La Roussotte et Pâquette apparurent.

– En avant! hurla Catho.

– En avant! répondit le tonnerre des trois cents voix.

– Par ici! cria La Roussotte.

Toute la troupe se rua, s’engouffra sous la porte que les deux ribaudes venaient d’ouvrir du dedans.

– J’ai les clefs! glapissait Pâquette.

– Nous avons renfermé les hommes d’armes! ajouta La Roussotte.

– Vite! Vite! Au cachot! commanda Catho. Où est-ce?

– Par là!

– En route!…

Elles débouchèrent dans une petite cour qu’elles emplirent de leur tumulte.

– Holà! tonna une voix, que signifie! Qui êtes-vous, sorcières!… Arrière!…

– En avant! vociféra Catho.

– Feu! Feu! hurla la voix…

Douze arquebuses éclatèrent. Cinq des guerrières de Catho tombèrent, mortes ou blessées. Alors, dans cette cour étroite, il y eut des vociférations inimaginables. Douze soldats rangés, en bataille et commandés par un officier venaient de faire feu…

Voici ce qui s’était passé:

Il y avait dans le Temple une garnison de soixante soldats. Elle était divisée en deux groupes qui occupaient deux postes. La Roussotte et Pâquette, après avoir ficelé solidement le gouverneur Montluc, avaient pris deux trousseaux de clefs et étaient descendues en toute hâte. Dans l’une des cours sur laquelle s’ouvrait la grande porte du Temple, il y avait un poste.
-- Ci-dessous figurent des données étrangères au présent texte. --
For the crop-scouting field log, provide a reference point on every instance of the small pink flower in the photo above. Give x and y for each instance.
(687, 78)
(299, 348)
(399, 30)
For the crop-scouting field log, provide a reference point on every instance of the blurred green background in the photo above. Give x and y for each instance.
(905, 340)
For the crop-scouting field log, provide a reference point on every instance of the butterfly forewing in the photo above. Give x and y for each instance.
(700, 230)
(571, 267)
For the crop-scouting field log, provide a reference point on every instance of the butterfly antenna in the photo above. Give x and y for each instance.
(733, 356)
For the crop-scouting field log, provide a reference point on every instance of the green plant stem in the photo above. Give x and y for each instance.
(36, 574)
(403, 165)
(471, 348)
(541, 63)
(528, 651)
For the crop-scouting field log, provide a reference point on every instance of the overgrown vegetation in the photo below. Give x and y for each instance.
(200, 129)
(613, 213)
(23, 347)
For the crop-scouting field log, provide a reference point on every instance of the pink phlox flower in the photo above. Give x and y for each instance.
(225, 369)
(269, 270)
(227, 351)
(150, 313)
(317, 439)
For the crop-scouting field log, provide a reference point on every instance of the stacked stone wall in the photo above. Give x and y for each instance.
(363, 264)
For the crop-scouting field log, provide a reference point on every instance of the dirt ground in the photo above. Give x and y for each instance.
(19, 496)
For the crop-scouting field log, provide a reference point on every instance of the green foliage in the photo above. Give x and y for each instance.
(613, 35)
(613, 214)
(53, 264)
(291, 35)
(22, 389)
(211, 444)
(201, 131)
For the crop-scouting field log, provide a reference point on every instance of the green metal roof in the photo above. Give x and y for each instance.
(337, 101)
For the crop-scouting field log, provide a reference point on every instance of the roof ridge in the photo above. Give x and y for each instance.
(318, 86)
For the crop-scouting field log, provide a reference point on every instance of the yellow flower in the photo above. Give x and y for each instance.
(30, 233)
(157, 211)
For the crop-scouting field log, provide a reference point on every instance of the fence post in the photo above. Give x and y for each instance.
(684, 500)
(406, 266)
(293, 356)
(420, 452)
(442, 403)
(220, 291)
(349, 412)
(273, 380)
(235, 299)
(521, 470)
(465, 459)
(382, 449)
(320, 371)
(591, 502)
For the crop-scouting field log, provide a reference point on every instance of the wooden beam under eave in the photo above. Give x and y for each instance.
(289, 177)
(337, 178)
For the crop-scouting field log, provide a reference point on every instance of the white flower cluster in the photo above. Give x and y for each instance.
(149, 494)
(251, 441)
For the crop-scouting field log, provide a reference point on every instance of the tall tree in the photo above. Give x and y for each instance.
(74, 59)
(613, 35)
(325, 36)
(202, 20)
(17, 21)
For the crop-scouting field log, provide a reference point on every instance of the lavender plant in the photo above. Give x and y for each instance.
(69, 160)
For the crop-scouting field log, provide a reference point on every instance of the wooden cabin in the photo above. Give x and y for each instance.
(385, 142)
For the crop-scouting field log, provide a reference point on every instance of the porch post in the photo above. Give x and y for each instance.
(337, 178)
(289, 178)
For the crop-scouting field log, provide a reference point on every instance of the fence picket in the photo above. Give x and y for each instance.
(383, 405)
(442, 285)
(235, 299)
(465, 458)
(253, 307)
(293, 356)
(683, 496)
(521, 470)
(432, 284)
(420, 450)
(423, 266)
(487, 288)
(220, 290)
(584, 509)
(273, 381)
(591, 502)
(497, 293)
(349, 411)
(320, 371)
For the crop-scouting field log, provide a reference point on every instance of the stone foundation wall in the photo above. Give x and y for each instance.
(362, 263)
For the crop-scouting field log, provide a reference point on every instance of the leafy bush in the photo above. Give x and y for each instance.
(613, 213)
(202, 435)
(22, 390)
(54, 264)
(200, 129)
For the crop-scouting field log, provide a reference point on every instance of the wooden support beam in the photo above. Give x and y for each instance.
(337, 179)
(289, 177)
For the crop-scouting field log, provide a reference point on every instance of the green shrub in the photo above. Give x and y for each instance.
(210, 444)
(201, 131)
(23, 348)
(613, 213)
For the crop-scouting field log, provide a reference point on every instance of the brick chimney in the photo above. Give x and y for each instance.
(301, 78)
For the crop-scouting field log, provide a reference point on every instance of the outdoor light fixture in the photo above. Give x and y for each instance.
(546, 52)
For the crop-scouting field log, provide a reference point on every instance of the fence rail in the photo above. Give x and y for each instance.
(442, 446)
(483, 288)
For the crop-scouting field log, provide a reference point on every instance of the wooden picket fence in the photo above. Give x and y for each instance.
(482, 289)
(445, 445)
Quarante soldats y dormaient; la Roussotte s’approcha de la porte massive et la ferma à double tour: les soldats ne pouvaient plus sortir, les fenêtres étant grillées!

Alors elles coururent ouvrir la porte basse où Catho devait entrer.

Malheureusement, il y avait un deuxième poste. Outre ce deuxième poste, il y avait les geôliers, les sentinelles.

Un officier qui faisait sa ronde se heurta dans une cour à l’armée des ribaudes.

Au bruit de la décharge et de la bataille qui commençait, les soldats du deuxième poste, qui n’étaient pas enfermés, accoururent. Les geôliers s’habillèrent en hâte et descendirent. Les sentinelles se replièrent sur le champ de bataille… En voyant le Temple envahi par cette légion de mendiantes hurlantes et vociférantes, ils crurent d’abord à une vision de cauchemar. Mais les coups pleuvaient. Ces femmes en guenilles frappaient, et leurs coups portaient…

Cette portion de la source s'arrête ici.